Pour ce faire, la fabrique de la ville au prisme du genre mobilise les ressentis, les habitudes et les vécus subjectifs des femmes, usagères et habitantes. C’est ce que propose l’outil de diagnostic participatif précieux que sont les marches exploratoires. Initiées à Toronto à la fin des années 1980, ces explorations sensibles permettent d’évaluer l’espace public et ses aménagements du point de vue du genre.
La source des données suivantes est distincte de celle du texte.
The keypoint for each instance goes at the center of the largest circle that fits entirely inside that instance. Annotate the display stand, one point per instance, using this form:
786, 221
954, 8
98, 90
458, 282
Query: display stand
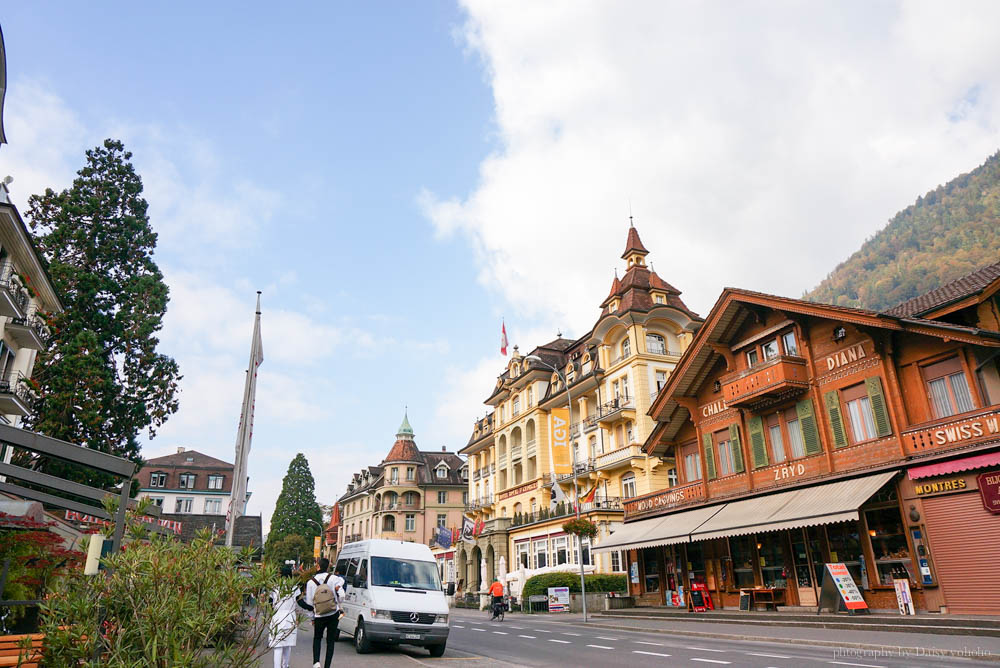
839, 591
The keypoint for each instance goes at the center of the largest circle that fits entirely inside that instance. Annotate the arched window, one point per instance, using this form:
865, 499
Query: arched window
656, 344
628, 485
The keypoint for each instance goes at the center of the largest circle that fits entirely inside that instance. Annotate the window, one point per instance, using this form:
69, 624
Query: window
628, 485
183, 505
948, 388
789, 343
860, 419
776, 439
656, 344
727, 462
661, 380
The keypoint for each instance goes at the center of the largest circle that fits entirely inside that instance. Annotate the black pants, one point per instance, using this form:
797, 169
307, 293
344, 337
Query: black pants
326, 625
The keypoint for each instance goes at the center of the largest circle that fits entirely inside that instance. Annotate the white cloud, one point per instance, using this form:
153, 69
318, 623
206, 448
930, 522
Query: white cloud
758, 144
Les participantes arpentent et analysent les rues selon différents critères faisant directement appel aux sens : voir/être vu·e, entendre/être entendu·e, savoir où l’on est/savoir où l’on va, pouvoir s’échapper et obtenir du secours, vivre dans un environnement propre et accueillant, agir ensemble.
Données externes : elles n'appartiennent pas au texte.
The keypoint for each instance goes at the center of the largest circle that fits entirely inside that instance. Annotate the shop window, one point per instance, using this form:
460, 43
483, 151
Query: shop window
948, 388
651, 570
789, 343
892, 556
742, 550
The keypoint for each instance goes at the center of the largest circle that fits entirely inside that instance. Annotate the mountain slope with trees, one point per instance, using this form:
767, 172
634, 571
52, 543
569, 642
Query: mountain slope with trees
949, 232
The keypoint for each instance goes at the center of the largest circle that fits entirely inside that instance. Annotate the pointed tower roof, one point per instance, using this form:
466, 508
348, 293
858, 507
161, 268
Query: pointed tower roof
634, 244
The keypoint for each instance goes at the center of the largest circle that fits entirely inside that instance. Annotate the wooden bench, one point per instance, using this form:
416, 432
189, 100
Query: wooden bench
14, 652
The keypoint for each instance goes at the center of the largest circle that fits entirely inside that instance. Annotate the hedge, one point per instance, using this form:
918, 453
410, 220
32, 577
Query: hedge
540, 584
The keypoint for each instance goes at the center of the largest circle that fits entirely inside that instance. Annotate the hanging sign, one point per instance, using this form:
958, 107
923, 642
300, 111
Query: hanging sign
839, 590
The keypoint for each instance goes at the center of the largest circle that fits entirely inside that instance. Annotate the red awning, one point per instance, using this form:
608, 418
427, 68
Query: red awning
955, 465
Or ce sont précisément les architectes et les urbanistes qui composent cette partition sensorielle et haptique de la cité et qui sont à même de répondre à ces diagnostics participatifs en les traduisant architecturalement par les connexions visuelles, les vues dégagées, le bien-être acoustique et olfactif, les repères, la signalétique, la présence symbolique, l’art et les monuments publics, le sens du commun, l’appropriation, la largeur des trottoirs, la démultiplication des itinéraires, l’éclairage, la mixité des fonctions, la tactilité des matériaux, le confort et l’inclusivité du mobilier, les toilettes publiques, la liberté pour les corps de se mouvoir, etc. Le chantier est tout à la fois colossal et d’une indéniable nécessité.
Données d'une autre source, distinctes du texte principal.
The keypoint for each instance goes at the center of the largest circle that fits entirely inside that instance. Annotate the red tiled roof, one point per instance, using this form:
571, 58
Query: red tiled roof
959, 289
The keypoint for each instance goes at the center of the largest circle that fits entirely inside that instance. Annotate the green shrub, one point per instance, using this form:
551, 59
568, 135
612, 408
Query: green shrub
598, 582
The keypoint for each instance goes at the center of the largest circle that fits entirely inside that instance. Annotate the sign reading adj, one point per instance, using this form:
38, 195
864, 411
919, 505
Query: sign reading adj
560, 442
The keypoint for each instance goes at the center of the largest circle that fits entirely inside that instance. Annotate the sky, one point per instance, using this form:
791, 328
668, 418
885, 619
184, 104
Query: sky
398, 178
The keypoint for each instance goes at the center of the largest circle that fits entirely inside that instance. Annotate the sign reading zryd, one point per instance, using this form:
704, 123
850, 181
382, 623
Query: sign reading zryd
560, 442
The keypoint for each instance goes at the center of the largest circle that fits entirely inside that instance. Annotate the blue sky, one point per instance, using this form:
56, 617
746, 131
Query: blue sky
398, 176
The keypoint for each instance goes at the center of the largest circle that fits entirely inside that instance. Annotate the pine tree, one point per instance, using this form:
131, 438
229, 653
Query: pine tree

Enfin, la considération du genre dans la ville dépasse l’échelle de la rue et ouvre des perspectives nouvelles, étayées par de solides théories et éprouvées par des pratiques opérationnelles. Elle nous invite à la recomposition de nos usages, de nos temporalités, de nos rôles, de nos structures et de nos espaces. Pour dépasser la binarité hommes-femmes et troubler le genre, il nous faut brouiller et briser la distinction entre espaces publics et privés. La rue et son espace liminal, le seuil, sont les pierres d’angle de ces reconfigurations, ambiguïtés et négociations genrées et spatiales. Penser la rue comme l’extension du chez soi favoriserait, sans nul doute, l’effacement des frontières de genre et les inégalités qui en dérivent. Cette impérieuse porosité s’accommode mal des rez-de-chaussée aveugles qui prolifèrent et de la mise à distance accrue de l’espace public au profit des intérieurs d’îlots. À rebours de ce repli sur soi et de cette sécession au préjudice de la rue, articuler dans un même continuum espaces publics et privés pourrait renforcer la coveillance, le sentiment de sécurité et, par là même, l’esprit de solidarité.
Lorsque les militantes féministes scandent le slogan « À qui la rue ? À nous la rue ! » en battant le pavé, elles rappellent l’essentiel : la rue est un droit, un bien commun, un espace de luttes et de victoires sociales. C’est d’abord par et dans la rue que les femmes ont revendiqué le droit de vote, l’indépendance financière, l’accès à l’éducation et le droit de disposer librement de leurs corps. Les menaces qui pèsent aujourd’hui sur ces conquêtes sociales démontrent à quel point il est urgent de se ré/approprier cet espace éminemment politique qu’est la rue.